Dr. Liebler relocated to Vanderbilt in June 2003, where he has served as Director of Proteomics in the Mass Spectrometry Research Center. The Proteomics Laboratory has implemented methods and approaches developed in Dr. Liebler's laboratory and serves over 130 research groups at Vanderbilt. Most recently, Dr. Liebler has accepted Directorship of the Jim Ayers Institute for Precancer Detection and Diagnosis, which is dedicated to the discovery of proteomic markers for early cancer detection and for guiding therapy of established disease. Dr. Liebler's long-term research goals are to apply proteomics and related emerging technologies to identify markers of disease, therapeutic effect and toxicity and to characterize the roles of protein damage in chemical toxicity and disease.

Proteomic Technology Specialists
Daniel Liebler*, Richard Capriloi*, Gordon Mills, Amy-Joan Ham and Lisa Zimmerman

Clinical Cancer Researchers
Pierre Massion, Daniel Beauchamp, Nipun Merchant, Anaradha Chakravarthi and Adriana Gonzalez

Bioinformaticians
David Tabb*, Constantin Aliferis, Douglas Hardin, Scott Sobecki and Gregory Wernke

Biostatisticians
Yu Shyr*, Bonnie LaFleur and Dean Billheimer

Biologists
Robert Coffey*, David Carbone* and Carolos Arteaga*
* Denotes a member of the Internal Advisory Committee

Participating Institutions:
Vanderbilt University
M.D. Anderson Cancer Center

Other Essential Personnel:
Dale Cornett, Nancy Winters, Melinda Sanders, Jennifer Adams, Jonathon Brock, Kristin Carson, Shuo Chen, Harriet Davis, Josh Prashant, Alex Stantikov, Cynthia Sullivan, Prashant Joshi, Jonas Almeida, Yiling Lu, Corwin Joy, Natalie Wright, Katherine Stemke-Hale

About Vanderbilt:
Vanderbilt University was founded in 1873 through a $1 million gift from Cornelius Vanderbilt.
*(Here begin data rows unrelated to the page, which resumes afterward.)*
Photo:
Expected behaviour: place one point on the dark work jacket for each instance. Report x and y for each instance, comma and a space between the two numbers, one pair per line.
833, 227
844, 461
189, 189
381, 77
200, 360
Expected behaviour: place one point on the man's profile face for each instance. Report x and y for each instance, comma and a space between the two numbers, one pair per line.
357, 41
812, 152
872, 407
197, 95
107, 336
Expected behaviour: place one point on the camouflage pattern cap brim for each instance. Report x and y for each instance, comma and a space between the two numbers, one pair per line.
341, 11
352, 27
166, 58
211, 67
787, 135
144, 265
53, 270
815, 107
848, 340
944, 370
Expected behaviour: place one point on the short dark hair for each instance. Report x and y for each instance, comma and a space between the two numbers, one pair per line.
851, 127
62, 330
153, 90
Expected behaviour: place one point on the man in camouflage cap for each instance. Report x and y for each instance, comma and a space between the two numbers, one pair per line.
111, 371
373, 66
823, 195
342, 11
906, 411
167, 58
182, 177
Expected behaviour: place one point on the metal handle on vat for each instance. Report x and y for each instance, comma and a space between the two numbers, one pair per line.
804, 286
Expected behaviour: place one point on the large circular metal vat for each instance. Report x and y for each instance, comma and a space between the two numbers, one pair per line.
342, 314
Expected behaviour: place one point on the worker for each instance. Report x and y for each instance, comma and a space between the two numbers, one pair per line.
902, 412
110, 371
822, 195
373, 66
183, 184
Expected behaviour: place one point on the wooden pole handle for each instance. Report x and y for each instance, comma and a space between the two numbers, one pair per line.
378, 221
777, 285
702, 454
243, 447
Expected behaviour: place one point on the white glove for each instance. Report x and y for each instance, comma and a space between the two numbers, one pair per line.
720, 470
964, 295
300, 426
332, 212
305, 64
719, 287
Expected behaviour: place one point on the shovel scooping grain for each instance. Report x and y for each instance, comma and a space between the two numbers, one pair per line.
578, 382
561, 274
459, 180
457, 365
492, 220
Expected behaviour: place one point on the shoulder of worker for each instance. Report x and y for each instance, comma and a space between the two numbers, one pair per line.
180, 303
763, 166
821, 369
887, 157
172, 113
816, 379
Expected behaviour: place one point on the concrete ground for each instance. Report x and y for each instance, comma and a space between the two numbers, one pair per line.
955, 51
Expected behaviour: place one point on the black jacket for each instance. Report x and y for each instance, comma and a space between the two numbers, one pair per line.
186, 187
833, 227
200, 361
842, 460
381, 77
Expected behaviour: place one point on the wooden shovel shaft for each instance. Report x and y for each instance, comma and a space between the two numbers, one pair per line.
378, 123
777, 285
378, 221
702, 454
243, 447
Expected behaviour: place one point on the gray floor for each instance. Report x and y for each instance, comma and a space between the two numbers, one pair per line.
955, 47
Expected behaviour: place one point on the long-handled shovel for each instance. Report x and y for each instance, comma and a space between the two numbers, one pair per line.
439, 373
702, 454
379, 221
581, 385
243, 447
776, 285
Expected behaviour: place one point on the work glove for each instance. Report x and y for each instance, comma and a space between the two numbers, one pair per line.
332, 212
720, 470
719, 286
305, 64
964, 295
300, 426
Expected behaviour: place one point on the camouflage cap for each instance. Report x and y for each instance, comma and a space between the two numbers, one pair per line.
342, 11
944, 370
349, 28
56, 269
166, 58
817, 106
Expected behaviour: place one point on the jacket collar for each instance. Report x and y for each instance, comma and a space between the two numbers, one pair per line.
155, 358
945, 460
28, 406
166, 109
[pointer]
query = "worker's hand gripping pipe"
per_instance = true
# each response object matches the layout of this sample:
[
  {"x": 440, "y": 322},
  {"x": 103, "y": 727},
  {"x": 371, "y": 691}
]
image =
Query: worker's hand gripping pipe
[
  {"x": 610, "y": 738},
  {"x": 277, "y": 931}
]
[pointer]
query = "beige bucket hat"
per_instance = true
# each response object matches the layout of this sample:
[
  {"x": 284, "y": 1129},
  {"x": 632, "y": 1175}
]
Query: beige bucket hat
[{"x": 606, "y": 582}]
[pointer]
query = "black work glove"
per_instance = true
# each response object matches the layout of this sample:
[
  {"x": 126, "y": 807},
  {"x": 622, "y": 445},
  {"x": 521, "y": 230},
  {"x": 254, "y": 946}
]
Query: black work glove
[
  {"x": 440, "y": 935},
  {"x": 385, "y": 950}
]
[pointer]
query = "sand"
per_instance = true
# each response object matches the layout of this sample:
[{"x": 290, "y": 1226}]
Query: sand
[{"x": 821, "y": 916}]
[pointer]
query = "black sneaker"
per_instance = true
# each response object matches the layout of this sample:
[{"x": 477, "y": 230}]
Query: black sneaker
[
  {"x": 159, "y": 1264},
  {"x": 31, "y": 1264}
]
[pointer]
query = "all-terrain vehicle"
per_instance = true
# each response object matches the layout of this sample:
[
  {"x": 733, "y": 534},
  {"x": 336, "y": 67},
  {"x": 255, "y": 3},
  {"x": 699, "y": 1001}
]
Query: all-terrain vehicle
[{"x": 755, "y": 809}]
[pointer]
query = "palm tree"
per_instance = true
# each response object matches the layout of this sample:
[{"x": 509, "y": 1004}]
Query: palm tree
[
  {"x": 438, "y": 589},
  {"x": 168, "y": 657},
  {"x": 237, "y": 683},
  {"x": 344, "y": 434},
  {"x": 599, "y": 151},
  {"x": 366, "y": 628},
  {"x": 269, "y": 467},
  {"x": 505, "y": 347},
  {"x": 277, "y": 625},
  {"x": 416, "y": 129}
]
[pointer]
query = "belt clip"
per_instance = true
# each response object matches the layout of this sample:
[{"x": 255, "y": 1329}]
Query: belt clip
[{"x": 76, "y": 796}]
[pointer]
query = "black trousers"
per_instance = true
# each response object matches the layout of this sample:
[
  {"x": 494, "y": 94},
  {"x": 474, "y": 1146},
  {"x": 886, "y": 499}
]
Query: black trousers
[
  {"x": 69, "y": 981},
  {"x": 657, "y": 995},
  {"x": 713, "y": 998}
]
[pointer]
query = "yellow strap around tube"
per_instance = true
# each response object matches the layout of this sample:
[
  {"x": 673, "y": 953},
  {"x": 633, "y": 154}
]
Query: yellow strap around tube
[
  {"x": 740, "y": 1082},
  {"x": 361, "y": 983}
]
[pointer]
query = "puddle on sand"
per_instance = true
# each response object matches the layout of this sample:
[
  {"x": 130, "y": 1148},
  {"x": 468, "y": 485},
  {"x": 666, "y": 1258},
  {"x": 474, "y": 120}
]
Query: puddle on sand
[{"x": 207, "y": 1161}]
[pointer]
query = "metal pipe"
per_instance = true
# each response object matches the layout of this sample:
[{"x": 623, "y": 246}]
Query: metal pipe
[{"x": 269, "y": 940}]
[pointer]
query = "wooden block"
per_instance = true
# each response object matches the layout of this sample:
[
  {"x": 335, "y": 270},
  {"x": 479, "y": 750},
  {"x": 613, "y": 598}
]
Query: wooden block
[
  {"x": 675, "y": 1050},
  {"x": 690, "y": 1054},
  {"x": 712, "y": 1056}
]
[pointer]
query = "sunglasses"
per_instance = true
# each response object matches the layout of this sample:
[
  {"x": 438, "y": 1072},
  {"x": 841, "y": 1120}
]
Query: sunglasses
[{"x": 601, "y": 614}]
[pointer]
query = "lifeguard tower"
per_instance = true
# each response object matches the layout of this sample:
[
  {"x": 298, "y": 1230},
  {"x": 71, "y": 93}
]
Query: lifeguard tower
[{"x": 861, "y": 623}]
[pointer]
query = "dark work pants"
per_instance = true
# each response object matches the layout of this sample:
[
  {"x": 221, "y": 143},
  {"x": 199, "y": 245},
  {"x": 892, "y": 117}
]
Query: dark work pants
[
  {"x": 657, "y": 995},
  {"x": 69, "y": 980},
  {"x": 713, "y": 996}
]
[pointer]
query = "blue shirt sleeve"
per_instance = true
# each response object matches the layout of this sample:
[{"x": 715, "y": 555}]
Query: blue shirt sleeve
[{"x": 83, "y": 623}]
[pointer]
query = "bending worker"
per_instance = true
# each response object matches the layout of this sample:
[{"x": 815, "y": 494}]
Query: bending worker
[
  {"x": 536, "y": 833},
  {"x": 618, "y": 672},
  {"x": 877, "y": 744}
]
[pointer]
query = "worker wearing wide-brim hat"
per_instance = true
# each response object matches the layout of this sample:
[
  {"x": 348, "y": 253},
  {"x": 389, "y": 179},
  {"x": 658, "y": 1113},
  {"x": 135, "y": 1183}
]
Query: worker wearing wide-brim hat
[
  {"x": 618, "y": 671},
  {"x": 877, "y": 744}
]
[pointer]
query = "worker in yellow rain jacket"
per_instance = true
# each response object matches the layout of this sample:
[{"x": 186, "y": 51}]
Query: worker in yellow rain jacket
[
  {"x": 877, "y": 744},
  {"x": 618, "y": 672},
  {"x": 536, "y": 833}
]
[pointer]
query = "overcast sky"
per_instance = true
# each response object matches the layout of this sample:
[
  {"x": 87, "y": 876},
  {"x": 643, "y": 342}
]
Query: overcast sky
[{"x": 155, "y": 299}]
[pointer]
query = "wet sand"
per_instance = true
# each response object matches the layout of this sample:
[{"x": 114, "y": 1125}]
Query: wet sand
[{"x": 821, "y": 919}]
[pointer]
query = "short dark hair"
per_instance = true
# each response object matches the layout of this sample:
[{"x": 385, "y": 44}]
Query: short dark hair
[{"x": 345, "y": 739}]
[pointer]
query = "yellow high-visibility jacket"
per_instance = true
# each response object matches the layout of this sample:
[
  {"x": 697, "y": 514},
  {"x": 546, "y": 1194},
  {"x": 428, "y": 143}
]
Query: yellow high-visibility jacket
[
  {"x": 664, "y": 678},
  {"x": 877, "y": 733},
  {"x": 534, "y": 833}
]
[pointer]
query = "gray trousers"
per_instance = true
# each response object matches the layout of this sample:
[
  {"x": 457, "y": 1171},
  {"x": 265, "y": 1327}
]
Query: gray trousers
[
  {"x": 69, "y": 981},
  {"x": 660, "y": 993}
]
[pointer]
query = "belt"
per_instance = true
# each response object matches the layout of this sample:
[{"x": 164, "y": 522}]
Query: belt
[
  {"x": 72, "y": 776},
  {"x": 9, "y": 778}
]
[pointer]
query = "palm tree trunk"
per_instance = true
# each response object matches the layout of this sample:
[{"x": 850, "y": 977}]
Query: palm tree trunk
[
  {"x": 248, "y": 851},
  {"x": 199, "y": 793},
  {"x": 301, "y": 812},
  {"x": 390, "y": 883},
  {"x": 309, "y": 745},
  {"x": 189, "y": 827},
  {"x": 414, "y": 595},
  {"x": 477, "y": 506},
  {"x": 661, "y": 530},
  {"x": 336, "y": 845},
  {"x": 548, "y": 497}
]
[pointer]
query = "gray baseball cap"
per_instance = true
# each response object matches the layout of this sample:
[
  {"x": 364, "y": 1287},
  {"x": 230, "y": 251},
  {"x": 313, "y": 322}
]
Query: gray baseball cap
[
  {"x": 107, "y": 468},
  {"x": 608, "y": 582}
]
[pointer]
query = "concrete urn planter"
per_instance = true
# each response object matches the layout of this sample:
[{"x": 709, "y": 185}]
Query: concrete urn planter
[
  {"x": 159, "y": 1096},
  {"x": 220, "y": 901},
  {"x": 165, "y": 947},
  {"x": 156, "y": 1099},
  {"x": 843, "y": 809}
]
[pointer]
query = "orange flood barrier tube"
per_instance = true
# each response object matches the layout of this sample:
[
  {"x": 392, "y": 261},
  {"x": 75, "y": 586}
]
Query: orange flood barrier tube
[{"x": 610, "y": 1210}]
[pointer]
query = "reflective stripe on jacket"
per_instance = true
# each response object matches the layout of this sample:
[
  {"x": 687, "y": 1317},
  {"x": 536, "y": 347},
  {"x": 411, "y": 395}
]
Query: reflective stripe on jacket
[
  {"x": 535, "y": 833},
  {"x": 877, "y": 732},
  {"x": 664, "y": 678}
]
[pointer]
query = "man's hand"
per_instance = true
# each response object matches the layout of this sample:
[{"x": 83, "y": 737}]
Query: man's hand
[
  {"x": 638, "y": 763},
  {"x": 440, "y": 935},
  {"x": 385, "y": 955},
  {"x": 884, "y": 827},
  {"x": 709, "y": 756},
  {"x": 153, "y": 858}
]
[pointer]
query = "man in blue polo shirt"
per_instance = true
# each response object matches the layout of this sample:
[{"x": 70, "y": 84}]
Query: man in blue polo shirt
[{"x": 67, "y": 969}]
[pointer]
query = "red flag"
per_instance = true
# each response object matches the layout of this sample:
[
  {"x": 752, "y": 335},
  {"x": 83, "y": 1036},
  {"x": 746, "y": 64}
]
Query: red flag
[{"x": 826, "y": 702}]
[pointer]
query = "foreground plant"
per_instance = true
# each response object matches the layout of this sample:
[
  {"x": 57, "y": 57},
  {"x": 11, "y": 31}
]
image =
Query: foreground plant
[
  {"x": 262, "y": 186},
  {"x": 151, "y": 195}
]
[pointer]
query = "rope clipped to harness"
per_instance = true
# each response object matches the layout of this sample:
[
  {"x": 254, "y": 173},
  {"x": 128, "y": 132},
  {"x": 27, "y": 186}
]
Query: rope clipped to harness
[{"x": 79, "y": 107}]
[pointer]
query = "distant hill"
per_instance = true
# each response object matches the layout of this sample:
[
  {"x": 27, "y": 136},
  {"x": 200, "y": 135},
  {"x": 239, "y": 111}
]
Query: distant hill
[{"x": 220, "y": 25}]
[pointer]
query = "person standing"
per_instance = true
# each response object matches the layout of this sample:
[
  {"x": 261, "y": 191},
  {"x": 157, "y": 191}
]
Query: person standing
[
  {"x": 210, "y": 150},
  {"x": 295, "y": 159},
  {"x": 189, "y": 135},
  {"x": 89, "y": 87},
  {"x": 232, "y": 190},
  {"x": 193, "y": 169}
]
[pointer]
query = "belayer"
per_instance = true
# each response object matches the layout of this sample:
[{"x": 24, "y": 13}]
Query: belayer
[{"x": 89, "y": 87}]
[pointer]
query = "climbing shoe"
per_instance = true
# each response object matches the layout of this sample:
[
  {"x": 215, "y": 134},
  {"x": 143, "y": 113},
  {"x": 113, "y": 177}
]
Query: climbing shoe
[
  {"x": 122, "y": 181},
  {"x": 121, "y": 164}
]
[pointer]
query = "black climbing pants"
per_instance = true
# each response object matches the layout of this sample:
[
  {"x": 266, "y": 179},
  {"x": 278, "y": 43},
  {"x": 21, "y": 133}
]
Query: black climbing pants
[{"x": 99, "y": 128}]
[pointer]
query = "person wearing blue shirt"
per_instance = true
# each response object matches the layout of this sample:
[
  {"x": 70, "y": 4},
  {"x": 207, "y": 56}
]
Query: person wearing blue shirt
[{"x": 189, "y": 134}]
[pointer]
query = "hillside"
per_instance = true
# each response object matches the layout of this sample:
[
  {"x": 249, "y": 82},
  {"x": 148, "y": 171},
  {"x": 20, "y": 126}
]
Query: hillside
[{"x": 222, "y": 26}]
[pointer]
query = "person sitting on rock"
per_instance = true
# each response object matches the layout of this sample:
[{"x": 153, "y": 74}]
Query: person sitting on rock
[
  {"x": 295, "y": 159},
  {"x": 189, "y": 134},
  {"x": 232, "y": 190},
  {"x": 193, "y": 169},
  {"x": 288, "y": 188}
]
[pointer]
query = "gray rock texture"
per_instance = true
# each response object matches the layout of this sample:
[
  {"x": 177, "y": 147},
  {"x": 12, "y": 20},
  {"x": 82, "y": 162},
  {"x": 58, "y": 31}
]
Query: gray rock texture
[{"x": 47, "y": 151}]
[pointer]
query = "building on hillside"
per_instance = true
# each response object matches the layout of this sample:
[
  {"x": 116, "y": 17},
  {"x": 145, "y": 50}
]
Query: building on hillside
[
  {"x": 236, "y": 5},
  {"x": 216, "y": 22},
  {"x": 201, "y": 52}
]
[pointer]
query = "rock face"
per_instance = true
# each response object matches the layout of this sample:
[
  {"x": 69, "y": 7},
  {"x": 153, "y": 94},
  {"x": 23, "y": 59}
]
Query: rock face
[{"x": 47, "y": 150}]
Today, Vanderbilt University is a private research university for undergraduate and graduate/professional students. The university comprises ten schools, a distinguished medical center, a public policy center and The Freedom Forum First Amendment Center. Vanderbilt offers undergraduate programs in the liberal arts and sciences, engineering, music, education and human development as well as a full range of graduate and professional degrees. The combination of cutting edge research, liberal arts and a medical center creates an atmosphere where students and researchers solve complex questions affecting our health, culture and society.